In particular, this work demonstrates that TumFlow can identify crucial patterns and correlations between molecular structures and their predicted effectiveness against tumours like melanoma. It not only exhibits creativity in generating novel and promising molecules that have not been seen before but also has the capability to generate molecules not included in the training dataset, which already exist and have been subjected to in vivo experiments for antitumoral assessment. Although this creativity is essential for generating new drugs, there are some limitations that come with it, such as the feasibility of synthesis and the chemical instability of some generated structures.

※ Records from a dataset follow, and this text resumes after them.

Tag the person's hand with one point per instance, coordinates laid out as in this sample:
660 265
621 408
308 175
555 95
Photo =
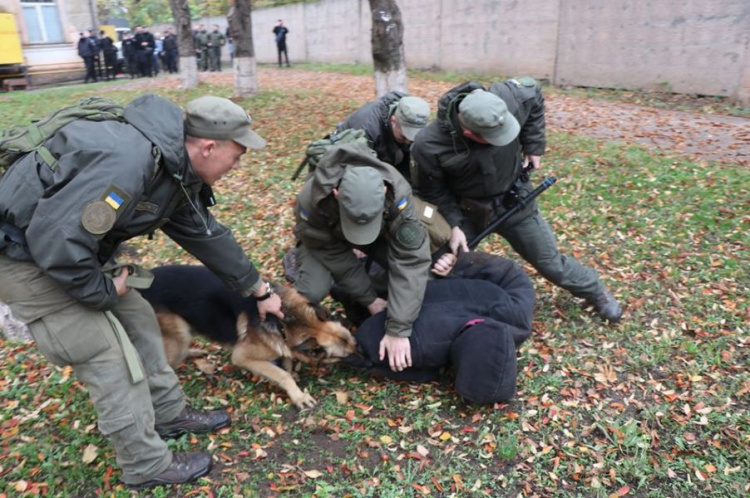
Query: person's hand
271 305
377 306
444 264
458 239
536 162
398 350
120 286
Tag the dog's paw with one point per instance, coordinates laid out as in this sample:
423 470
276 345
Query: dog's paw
304 400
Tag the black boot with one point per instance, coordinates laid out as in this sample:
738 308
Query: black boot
606 307
185 467
192 420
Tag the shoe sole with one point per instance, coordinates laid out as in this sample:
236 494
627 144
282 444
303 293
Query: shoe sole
175 433
156 482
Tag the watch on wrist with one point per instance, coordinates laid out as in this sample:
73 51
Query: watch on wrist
268 294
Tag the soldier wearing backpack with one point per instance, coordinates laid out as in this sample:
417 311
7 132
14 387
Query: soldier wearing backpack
64 210
391 123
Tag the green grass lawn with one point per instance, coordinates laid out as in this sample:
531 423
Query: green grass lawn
657 406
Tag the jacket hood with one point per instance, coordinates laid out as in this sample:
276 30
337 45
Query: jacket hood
448 104
162 123
333 164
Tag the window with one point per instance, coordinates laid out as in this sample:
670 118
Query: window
42 20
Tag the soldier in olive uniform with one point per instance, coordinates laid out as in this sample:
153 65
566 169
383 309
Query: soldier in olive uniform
352 200
391 123
201 47
60 226
470 159
216 40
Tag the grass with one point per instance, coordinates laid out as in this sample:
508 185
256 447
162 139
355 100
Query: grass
655 407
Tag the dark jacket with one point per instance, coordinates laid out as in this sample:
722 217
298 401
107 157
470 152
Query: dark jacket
148 39
374 119
473 321
450 166
87 47
319 229
145 164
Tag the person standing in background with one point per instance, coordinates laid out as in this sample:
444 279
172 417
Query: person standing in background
280 31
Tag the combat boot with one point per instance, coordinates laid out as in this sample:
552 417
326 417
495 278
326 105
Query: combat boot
185 467
192 420
606 307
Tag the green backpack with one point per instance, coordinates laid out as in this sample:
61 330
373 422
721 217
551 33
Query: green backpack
316 149
19 140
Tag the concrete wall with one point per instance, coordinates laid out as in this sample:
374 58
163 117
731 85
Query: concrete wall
688 46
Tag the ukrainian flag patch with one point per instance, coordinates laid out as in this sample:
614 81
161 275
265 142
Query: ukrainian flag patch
114 200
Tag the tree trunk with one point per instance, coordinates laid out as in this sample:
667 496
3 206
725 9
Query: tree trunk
241 28
185 43
388 47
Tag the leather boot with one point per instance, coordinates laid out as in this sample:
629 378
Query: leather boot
192 420
185 467
606 307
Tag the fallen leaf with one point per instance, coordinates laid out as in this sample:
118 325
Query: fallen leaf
89 454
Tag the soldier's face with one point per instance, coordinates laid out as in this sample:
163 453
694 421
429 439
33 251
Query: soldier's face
217 158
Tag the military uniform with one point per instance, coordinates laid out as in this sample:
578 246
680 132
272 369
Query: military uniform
216 40
201 48
468 181
374 119
113 180
326 256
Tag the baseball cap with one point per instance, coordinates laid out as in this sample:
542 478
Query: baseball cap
487 115
412 114
361 201
220 119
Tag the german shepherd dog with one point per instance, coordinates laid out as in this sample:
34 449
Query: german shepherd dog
191 299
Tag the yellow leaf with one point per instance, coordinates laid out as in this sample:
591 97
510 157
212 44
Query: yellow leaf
89 454
342 397
205 366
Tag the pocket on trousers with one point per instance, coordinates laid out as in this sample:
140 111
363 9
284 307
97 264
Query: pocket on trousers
111 426
69 338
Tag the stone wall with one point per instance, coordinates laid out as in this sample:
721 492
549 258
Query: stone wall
687 46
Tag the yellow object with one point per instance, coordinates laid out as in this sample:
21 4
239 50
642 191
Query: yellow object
10 41
109 30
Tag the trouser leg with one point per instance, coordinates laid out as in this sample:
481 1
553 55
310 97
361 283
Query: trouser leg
533 239
68 333
315 281
139 321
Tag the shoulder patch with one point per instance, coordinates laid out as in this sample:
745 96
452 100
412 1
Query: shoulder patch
410 235
98 217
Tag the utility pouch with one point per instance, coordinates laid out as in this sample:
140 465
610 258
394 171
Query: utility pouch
481 213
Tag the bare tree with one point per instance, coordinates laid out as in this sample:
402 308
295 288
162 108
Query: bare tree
241 28
185 42
388 47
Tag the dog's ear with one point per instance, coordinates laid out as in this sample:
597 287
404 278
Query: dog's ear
307 346
321 313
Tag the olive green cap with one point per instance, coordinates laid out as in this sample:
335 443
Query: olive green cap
220 119
487 115
361 203
412 114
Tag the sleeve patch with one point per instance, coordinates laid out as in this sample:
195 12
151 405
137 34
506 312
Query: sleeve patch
410 235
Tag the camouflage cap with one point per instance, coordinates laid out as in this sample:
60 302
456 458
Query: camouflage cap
220 119
412 114
361 203
487 115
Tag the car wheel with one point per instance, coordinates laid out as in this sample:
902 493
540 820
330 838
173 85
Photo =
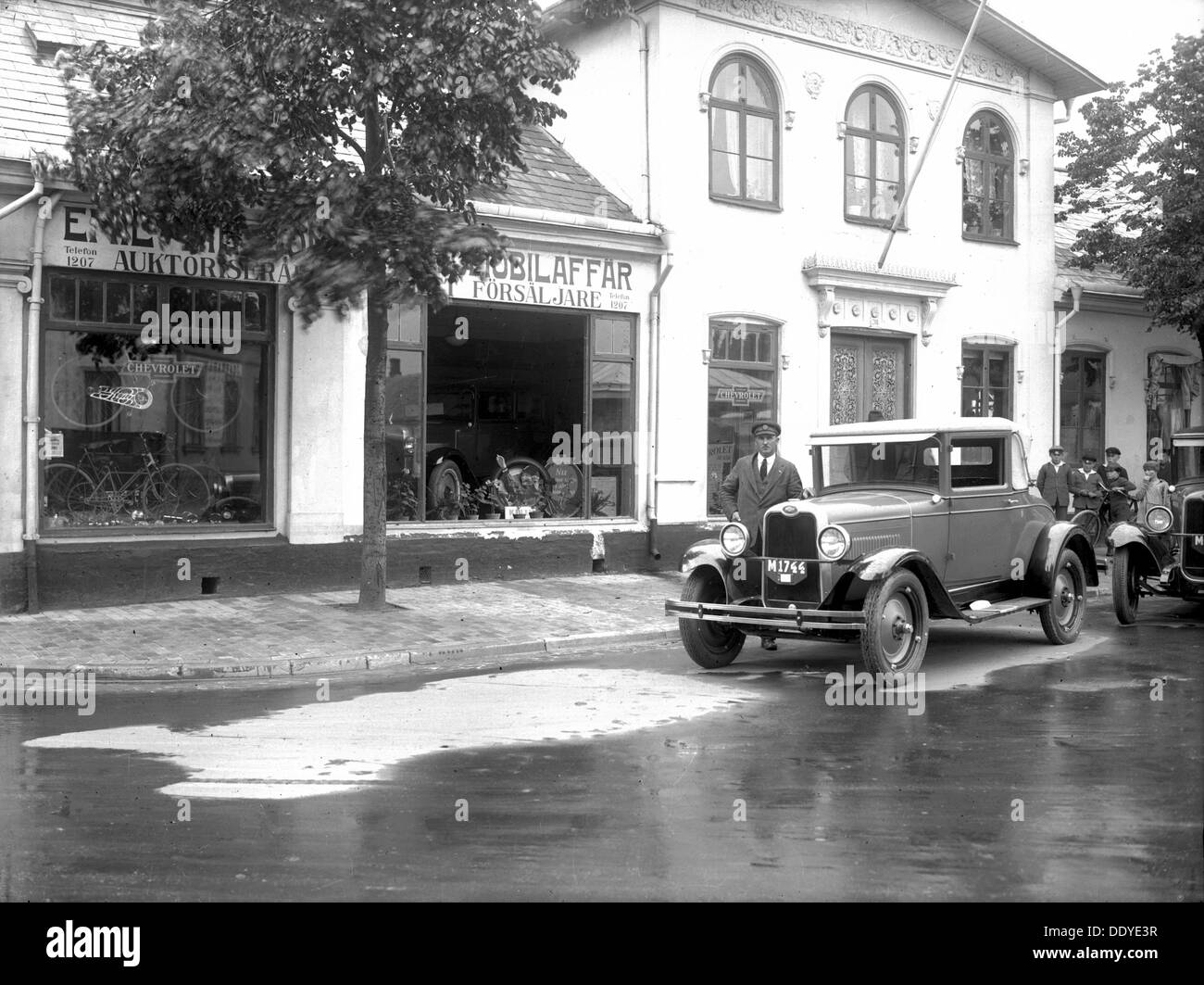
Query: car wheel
444 486
1088 519
1062 618
896 634
709 644
1124 587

By redefining the boundaries of possibilities within normalizing flow algorithms, the TumFlow model emerges not merely as a predictive instrument but as a designer, hopefully, of future oncological therapies. This methodology promises to diminish the time and financial constraints associated with drug discovery, steering researchers toward an era where swift, targeted, and potent cancer therapies are not merely conceivable but attainable. The TumFlow model, code, and documentation on GitHub [71] enhance reproducibility and accessibility in molecular generation. With scripts, trained weights, datasets, and a Docker container provided, it is a valuable resource for drug discovery research.

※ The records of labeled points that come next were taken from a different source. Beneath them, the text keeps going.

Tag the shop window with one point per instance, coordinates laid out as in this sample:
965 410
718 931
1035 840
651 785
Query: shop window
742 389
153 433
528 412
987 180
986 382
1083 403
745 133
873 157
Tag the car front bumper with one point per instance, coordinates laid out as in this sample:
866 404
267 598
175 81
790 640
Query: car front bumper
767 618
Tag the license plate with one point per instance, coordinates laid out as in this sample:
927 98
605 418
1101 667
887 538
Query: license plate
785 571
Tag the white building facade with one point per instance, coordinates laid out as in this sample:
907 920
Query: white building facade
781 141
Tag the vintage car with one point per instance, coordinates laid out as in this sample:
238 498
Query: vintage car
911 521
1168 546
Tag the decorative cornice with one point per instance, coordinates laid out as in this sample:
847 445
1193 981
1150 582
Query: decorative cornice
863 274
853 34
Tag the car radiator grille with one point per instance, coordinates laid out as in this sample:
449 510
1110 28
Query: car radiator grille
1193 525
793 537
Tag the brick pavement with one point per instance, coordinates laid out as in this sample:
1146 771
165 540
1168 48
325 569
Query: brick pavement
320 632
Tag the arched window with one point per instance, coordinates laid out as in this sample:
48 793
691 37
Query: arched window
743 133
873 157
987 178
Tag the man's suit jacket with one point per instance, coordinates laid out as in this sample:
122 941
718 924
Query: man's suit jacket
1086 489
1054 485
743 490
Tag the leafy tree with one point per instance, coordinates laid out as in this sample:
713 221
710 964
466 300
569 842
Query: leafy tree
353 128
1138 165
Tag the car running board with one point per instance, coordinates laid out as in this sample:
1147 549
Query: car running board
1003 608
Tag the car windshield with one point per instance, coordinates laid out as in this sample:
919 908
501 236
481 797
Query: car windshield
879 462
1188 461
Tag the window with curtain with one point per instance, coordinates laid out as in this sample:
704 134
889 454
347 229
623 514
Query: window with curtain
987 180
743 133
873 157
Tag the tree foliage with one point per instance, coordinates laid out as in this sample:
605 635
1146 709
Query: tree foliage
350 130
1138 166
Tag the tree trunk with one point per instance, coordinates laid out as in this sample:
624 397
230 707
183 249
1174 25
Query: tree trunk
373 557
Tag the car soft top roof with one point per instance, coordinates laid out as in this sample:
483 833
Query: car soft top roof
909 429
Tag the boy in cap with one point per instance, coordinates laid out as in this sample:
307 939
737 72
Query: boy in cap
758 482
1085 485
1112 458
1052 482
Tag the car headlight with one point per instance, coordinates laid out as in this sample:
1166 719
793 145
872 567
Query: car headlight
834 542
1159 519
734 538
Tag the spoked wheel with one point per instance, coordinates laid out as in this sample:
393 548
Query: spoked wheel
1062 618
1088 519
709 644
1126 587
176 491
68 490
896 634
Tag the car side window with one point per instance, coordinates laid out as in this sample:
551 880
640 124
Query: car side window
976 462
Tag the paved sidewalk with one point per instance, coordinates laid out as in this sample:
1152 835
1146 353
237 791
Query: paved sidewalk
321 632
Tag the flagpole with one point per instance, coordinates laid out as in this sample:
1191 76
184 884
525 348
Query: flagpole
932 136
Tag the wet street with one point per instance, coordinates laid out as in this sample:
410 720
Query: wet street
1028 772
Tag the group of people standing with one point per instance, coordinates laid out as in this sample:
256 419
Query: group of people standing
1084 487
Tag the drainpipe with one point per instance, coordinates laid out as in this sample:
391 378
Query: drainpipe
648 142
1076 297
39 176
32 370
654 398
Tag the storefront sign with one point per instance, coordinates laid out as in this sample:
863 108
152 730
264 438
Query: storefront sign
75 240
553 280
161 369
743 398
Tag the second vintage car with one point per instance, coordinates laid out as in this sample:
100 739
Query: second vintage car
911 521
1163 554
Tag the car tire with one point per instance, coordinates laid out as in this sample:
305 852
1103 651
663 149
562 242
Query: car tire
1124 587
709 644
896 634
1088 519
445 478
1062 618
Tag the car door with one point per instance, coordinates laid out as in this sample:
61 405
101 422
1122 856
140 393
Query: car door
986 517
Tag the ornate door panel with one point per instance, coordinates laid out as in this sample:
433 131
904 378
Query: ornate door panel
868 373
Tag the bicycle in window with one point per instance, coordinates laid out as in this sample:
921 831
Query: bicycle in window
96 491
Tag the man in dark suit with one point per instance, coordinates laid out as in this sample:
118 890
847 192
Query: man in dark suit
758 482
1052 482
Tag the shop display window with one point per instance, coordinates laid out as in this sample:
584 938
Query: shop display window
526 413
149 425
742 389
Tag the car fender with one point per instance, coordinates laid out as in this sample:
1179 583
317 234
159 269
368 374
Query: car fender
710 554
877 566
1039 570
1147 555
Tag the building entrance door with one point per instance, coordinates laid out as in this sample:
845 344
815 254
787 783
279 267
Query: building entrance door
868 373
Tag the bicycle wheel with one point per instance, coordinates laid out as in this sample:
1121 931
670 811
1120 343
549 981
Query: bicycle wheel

In summary, the application of the TumFlow model, as presented in this study, represents a significant advancement in the fight against cancer. This endeavour not only exemplifies the model’s current achievements but also paves the way for a myriad of advancements in anticancer treatments and patient care.

Future research should consider various strategies to advance and increase the efficacy of the model presented in the context of oncological studies. One of these is the integration of broader and more diverse datasets, encompassing a wide variety of cancer types and molecules. Indeed, by exploiting drugs addressing different types of cancer, the model could learn complementary information that could enhance the discovery of new and more effective molecules. Moreover, given TumFlow’s tendency to generate energetically unstable complex structures, future works will consider the inclusion of the SAS values during the generation process and the inclusion of metrics to account for the energetic stability of the molecule. Additionally, incorporating information on the inhibition, lethality, and toxicity of antitumour molecules could provide an even more accurate algorithm for predicting new anticancer drugs. Another critical aspect is the continual enhancement of the computational and algorithmic capabilities of the model, to tackle challenges like interpreting molecular mechanisms and predicting drug side effects and resistance with the purpose of optimizing the molecules to yield better properties.